You’re taking a cruise back to the USA?

JOHN: Yeah, we decided to pamper ourselves on the final leg of the journey, and come home a bit more relaxed after 420 days on the road. No jetlag, no airport madness, and our parents with us as well, which was an added bonus. Amy has more to say about this…

AMY: We knew John’s parents were joining us but then my mom surprised us! She just showed up at dinner the first night on the ship. I was speechless. It’s been an amazing 7-day, trans-Atlantic journey with our parents on the QM2!

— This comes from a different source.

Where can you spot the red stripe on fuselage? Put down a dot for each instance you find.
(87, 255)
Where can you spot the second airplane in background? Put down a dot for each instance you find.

How many countries did you visit? What were they?

AMY: We visited 42 countries plus Hong Kong (which John thinks should count as a separate country, but it’s not…it’s China). The countries were (in order): Japan, South Korea, North Korea, Taiwan, China, Vietnam, Cambodia, Laos, Thailand, Myanmar, Malaysia, Singapore, Indonesia, New Zealand, Australia, India, South Africa, Zimbabwe, Botswana, Argentina, Uruguay, Chile, Brazil, Spain, Portugal, France, Monaco, Italy, Slovenia, Croatia, Bosnia & Herzegovina, Montenegro, Hungary, Austria, Germany, Luxembourg, Belgium, England, Wales, Scotland, Ireland, and Northern Ireland.

JOHN: We were only in North Korea for a few minutes, during our DMZ tour, but we’re counting that. Our visit to Slovenia consisted of lunch, and Monaco was a day trip. Everywhere else we actually spent a night, a week, or a month…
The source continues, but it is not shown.